2019'un Ocak ayında yaptığı şuradan tam 23 ay sonra TOBB başkanının aklına gelmiş.

Muhalefetin temsil edilmediği bir şuraya "Türkiye" adı verilir mi?

Şahsım devletinde, tek adam rejiminde Türkiye'nin her sesine ne gerek var denilerek düzenlenmiş bir şov…

Değerli okurlarım,

TOBB Başkanı M. Rifat Hisarcıklıoğlu konuşmasında;

- Faiz kelimesinin "F" harfinden,

- İşsizlik kelimesinin "İ" harfinden,

- Kriz kelimesinin "K" harfinden,

- İflas kelimesinin "İ" harfinden,

- İşçi kelimesinin "İ" harfinden,

- Asgari Ücret kelimesinin "A" harfinden,

- Emekli kelimesinin "E" harfinden,

- Zam kelimesinin "Z" harfinden,

- Acı Reçete kelimelerinin "A - Ç" harflerinden,

- Berat Albayrak'ın "B" harfinden bahsetmedi…

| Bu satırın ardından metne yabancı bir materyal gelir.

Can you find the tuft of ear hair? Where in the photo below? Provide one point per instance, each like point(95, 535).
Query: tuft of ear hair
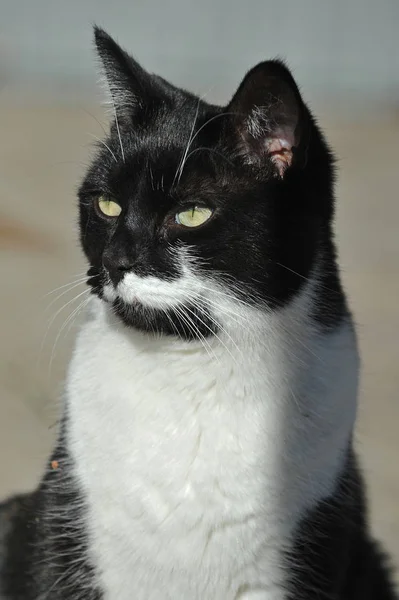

Hisarcıklıoğlu'nun konuşmasında Berat Albayrak'a vefa göstermemesi ne kadar dikkat çekici değil mi?

Peki, Hisarcıklıoğlu bakın neler söyledi;

"Sizin önderliğinizde başlatılacak, cesur ve ezber bozan, yeni bir yapısal reform hamlesi, küresel rekabette bizi öne çıkaracaktır."

Vay başkan vay…

16 yıl AKP tek başına iktidar, 2 yıldır da Tek Adam Rejimi ile Erdoğan iktidarda ve TOBB başkanı olarak her daim destekçisiniz 18 yıldır yapısal reform hamlesinin yapılmadığını neden söylemiyorsunuz?

Hani tek adam rejimi tüm sorunları ortadan kaldıracaktı diye neden sormadınız?

Değerli okurlarım,

Hisarcıklıoğlu cumhurbaşkanına dedi ki;

"Kısa çalışma ödeneği başta olmak üzere, firmalarımızın üzerindeki istihdam yüklerini azalttınız.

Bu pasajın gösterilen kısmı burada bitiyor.